Modern Love

Written and directed by David J. Collyer
Lion & Unicorn Theatre
(2010)

Publicity photo

'Tonight a dickhead saved my life,' thinks Emily of the battered hero who threw himself on top of her after she leapt of a tube train and trapped her foot between the doors. Dragged along the platform but eventually free they go off for a drink and one thing leads to another.

This is no rose-tinted view of modern love. A newspaper reports a thank-you kiss as budding romance and that helps propels things into an affair. On stage throughout, each of the twenty-something couple gives us their own take on its development, directly to the audience, leading into acting out particular scenes in which they also play all minor characters such as Emily's original boyfriend and the bitch of a journalist who spices up the rescue.

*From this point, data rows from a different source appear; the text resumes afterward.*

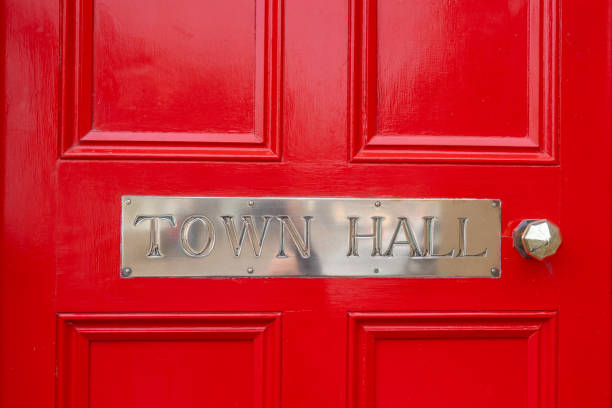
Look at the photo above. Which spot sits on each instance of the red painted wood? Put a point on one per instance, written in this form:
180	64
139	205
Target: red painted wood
169	359
537	337
457	93
129	92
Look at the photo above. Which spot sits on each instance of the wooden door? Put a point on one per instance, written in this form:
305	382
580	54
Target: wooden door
504	99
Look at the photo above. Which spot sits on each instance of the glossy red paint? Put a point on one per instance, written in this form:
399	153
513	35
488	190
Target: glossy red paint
506	100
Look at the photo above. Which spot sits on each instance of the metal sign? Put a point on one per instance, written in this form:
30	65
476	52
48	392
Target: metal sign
309	237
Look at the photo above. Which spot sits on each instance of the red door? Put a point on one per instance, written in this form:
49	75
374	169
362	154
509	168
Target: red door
506	100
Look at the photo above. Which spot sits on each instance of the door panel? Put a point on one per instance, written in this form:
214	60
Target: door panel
506	100
136	79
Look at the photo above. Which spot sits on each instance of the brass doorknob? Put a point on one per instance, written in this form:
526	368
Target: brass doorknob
537	239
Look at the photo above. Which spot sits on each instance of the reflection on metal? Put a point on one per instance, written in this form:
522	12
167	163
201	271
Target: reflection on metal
537	239
309	237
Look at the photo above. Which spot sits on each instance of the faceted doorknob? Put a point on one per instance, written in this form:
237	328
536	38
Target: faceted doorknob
537	239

Collyer seems to know what he's writing about and gives his characters a lively way of putting things. When Emily ( Gemma Foden) turns up to have dinner with him in a smart black dress Damien (Mostyn James) finds it 'a strange cocktail of lust and intimidation,' while she feels 'love isn't a battlefield but it is sometimes a board room.' As director he makes his actors move around too much. Stillness would make less frequent movement more effective (and might have kept the actors' faces better lit). He should have more confidence in his writing, but this story, like the romance, isn't really going anywhere. It is a slight piece but it seems true to life and is often touchingly funny. When, after not much more than an hour it came rather abruptly to an end I was disappointed - for I was enjoying it.